Et donnant sur le hall et le couloir la cuisine, grande avec sa cuisinière à charbon qui mesurait plus de deux mètres, une hotte. je n'oublie pas non plus les chambres des domestiques, une cuisinière qui habitait à l'année, et ceux qui venaient pendant les deux mois d''été, soit au service des adultes (dont un valet de chambre, un vrai avec son gilet rayé!) soit au service des petits enfants qui avaient mon age.
N'y entrait pas qui voulait et c'était un honneur pour moi de temps en temps de partager le goûter des petits enfants. Par contre régulièrement je partageais les jeux dans le jardin ou le pré où un portique était installé. le jardin d'agément avec ses deux bosquets bordés de haies qui entouraient de grands arbres, au milieu, une aire de sable ratissé, sur un côté un tas de sable pour les enfants, de part et d'autre deux parterres plantés de fleurs entourrés de buis taillé.

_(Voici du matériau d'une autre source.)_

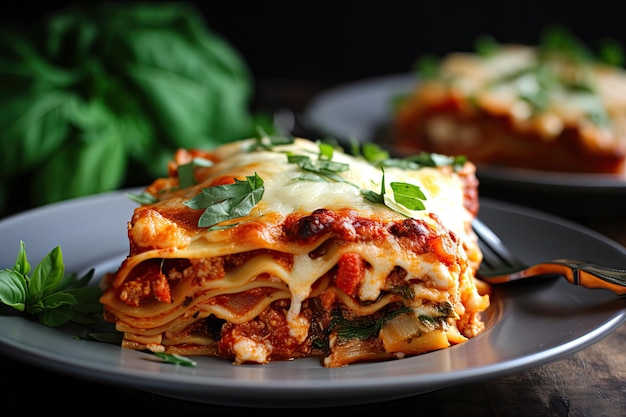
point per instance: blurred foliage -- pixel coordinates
(98, 96)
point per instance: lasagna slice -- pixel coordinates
(267, 250)
(533, 107)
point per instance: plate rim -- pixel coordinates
(344, 386)
(328, 107)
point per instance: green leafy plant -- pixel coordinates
(47, 293)
(99, 95)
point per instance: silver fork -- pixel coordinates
(499, 266)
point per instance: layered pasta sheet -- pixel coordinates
(264, 250)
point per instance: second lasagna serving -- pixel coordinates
(265, 250)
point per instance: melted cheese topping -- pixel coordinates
(168, 230)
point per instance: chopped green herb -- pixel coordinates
(142, 198)
(175, 359)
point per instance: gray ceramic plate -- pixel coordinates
(528, 325)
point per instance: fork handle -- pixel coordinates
(584, 273)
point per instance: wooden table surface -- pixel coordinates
(591, 382)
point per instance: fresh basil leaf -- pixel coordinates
(227, 202)
(408, 195)
(13, 289)
(46, 275)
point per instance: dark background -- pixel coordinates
(335, 42)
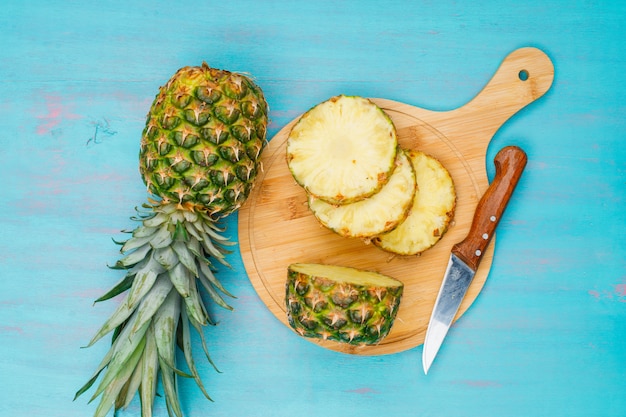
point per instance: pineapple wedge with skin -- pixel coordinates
(339, 303)
(374, 215)
(342, 150)
(431, 212)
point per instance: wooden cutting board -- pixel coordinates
(277, 229)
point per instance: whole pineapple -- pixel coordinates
(339, 303)
(199, 157)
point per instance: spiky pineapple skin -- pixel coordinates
(323, 308)
(203, 138)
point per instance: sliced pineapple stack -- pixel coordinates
(344, 152)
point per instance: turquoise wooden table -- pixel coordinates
(545, 337)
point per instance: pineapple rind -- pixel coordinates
(203, 139)
(342, 150)
(377, 214)
(431, 213)
(163, 293)
(339, 303)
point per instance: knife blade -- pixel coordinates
(466, 255)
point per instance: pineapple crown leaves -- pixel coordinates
(165, 258)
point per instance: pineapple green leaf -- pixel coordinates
(185, 256)
(166, 257)
(115, 386)
(215, 296)
(205, 268)
(180, 234)
(152, 301)
(186, 348)
(156, 220)
(134, 257)
(149, 374)
(162, 238)
(119, 288)
(143, 231)
(195, 306)
(200, 332)
(121, 360)
(134, 243)
(118, 317)
(142, 283)
(131, 387)
(88, 385)
(181, 277)
(171, 389)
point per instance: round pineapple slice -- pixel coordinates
(339, 303)
(342, 150)
(432, 211)
(377, 214)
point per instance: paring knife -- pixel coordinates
(467, 254)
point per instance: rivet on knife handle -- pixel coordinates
(509, 164)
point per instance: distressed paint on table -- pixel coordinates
(547, 335)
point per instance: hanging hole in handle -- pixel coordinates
(523, 75)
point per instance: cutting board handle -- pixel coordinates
(523, 76)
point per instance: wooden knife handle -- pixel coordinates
(510, 163)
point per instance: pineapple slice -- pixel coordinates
(432, 211)
(339, 303)
(377, 214)
(342, 150)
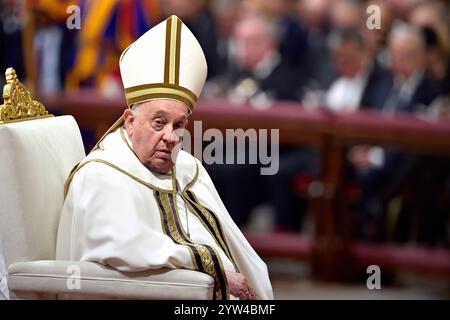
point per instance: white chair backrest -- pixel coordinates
(37, 152)
(35, 159)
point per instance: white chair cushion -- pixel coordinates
(99, 281)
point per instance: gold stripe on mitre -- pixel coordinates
(172, 51)
(146, 92)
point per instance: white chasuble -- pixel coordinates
(119, 213)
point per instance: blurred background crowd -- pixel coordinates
(318, 53)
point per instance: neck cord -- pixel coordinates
(178, 191)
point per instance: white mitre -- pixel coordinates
(165, 62)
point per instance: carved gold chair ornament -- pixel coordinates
(18, 104)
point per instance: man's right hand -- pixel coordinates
(239, 287)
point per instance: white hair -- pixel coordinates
(401, 29)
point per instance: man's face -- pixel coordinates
(407, 56)
(348, 58)
(252, 44)
(154, 129)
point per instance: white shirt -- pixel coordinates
(345, 93)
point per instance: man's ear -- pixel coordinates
(128, 116)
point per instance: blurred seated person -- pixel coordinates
(257, 76)
(357, 82)
(383, 172)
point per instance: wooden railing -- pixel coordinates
(333, 253)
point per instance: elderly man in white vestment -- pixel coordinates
(134, 202)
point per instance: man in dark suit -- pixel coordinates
(356, 82)
(409, 91)
(257, 75)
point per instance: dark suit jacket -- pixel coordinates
(283, 83)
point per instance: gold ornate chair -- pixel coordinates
(38, 151)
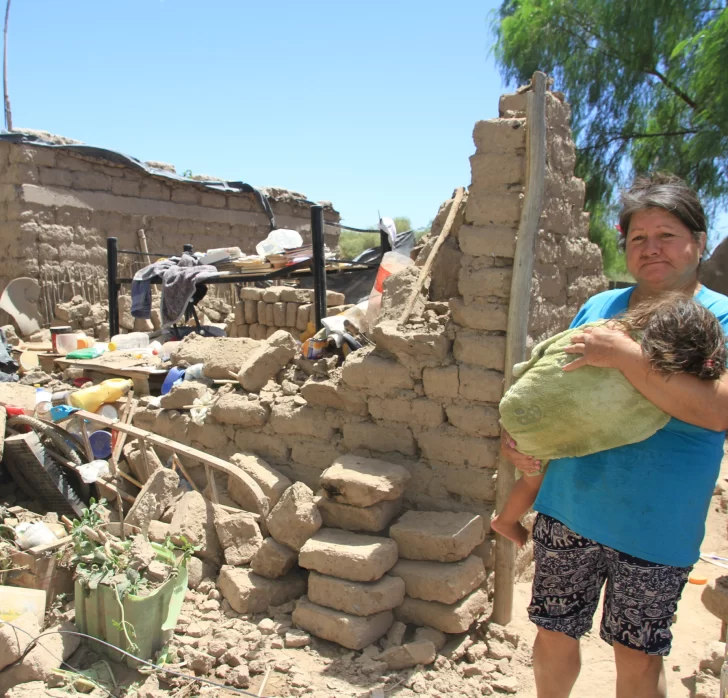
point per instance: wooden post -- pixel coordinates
(425, 271)
(517, 327)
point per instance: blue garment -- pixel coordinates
(648, 499)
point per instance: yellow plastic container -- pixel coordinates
(15, 601)
(90, 399)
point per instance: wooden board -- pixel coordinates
(188, 451)
(18, 395)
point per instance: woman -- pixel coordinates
(632, 516)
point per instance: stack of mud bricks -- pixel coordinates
(263, 311)
(350, 595)
(443, 579)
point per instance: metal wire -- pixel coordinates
(124, 652)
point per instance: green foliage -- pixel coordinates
(353, 244)
(645, 82)
(604, 234)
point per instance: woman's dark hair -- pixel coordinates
(665, 191)
(679, 335)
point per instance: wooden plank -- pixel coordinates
(178, 464)
(517, 326)
(427, 267)
(90, 365)
(182, 449)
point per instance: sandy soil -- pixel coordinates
(694, 629)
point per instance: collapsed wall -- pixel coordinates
(425, 396)
(60, 200)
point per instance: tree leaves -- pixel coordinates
(645, 82)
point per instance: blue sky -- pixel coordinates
(369, 105)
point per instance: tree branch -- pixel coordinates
(636, 136)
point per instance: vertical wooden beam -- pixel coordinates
(517, 327)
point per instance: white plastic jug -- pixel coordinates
(125, 342)
(391, 263)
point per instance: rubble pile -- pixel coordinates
(262, 311)
(93, 319)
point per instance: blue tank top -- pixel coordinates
(648, 499)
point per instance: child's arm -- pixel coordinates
(703, 403)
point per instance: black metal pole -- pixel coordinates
(319, 263)
(111, 262)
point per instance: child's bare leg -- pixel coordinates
(521, 499)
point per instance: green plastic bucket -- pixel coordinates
(150, 620)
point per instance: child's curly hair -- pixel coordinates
(679, 336)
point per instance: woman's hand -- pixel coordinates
(521, 461)
(604, 346)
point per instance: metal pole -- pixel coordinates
(111, 262)
(319, 264)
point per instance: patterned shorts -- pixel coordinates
(640, 599)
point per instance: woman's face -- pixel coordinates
(661, 252)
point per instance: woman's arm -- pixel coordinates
(703, 403)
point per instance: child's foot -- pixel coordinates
(516, 532)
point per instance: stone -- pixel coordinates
(239, 536)
(346, 555)
(158, 531)
(353, 632)
(438, 536)
(220, 355)
(505, 684)
(266, 360)
(408, 655)
(236, 409)
(296, 638)
(498, 649)
(273, 560)
(712, 660)
(356, 598)
(448, 618)
(182, 395)
(379, 437)
(446, 582)
(435, 636)
(194, 519)
(272, 482)
(14, 642)
(362, 482)
(715, 597)
(248, 592)
(369, 519)
(456, 648)
(366, 371)
(239, 676)
(197, 570)
(295, 518)
(156, 495)
(43, 658)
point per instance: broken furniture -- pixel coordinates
(146, 378)
(315, 267)
(262, 502)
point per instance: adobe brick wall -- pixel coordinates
(426, 396)
(57, 207)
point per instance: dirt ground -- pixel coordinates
(694, 629)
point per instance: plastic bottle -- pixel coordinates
(89, 353)
(90, 399)
(67, 342)
(133, 340)
(391, 263)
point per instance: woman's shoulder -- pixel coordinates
(603, 306)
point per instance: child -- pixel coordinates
(551, 413)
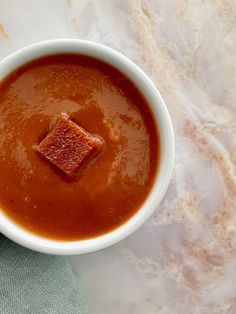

Au fond la "maison de jardinier", puis de l'autre côté le potager avec ses allées marquées par du buis taillé, des légumes de toutes nature, des rangées de chassis et le long des murs des arbres fruitiers en espalier.
L'habitation du régisseur, se situait à l'extérieur de la ferme, devant dans cette maison à colombage qui existe toujours la bascule qui servait à peser céréales, mais aussi les boeufs. Y attenaient des dépendances, un poulailler, un jardin et le "petit pré" aujourd'hui parking.C'est dans cette maison que j'allais regarder les premières émissions de télé, la Piste aux Etoiles, Jean Nohain etc... car bien sûr à la maison pas de télé.
Les ouvriers permaments étaient quant à eux logés par l'employeur. Dans Mitry, les maisons existent toujours rue de villeparisis. Mon Père qui était "chef de cour", c'est à dire s'occupait de tout ce qui était dans la ferme, et la surveillait. Notre habitation était donc dans la ferme même. l'entrée était sous le porche. Peu de clarté et on arrivait dans la cuisine. Là un évier avec eau froide et d'abord sans évacuation. L'eau sale tombait dans un seau que ma Mère allait jeter dans le fossé qui était devant la ferme. Ensuite une évacuation fut faite.Une petite fenêtre perçait le mur de 70 cm d'épaisseur et donnait sur les marches de l'escalier à vis. A l'intérieur de la cuisine, une cuisinière à charbon qui fournissait l'eau chaude, une table de 1 mètre de long, 4 chaises, un buffet et un réchaud à gaz pour l'été.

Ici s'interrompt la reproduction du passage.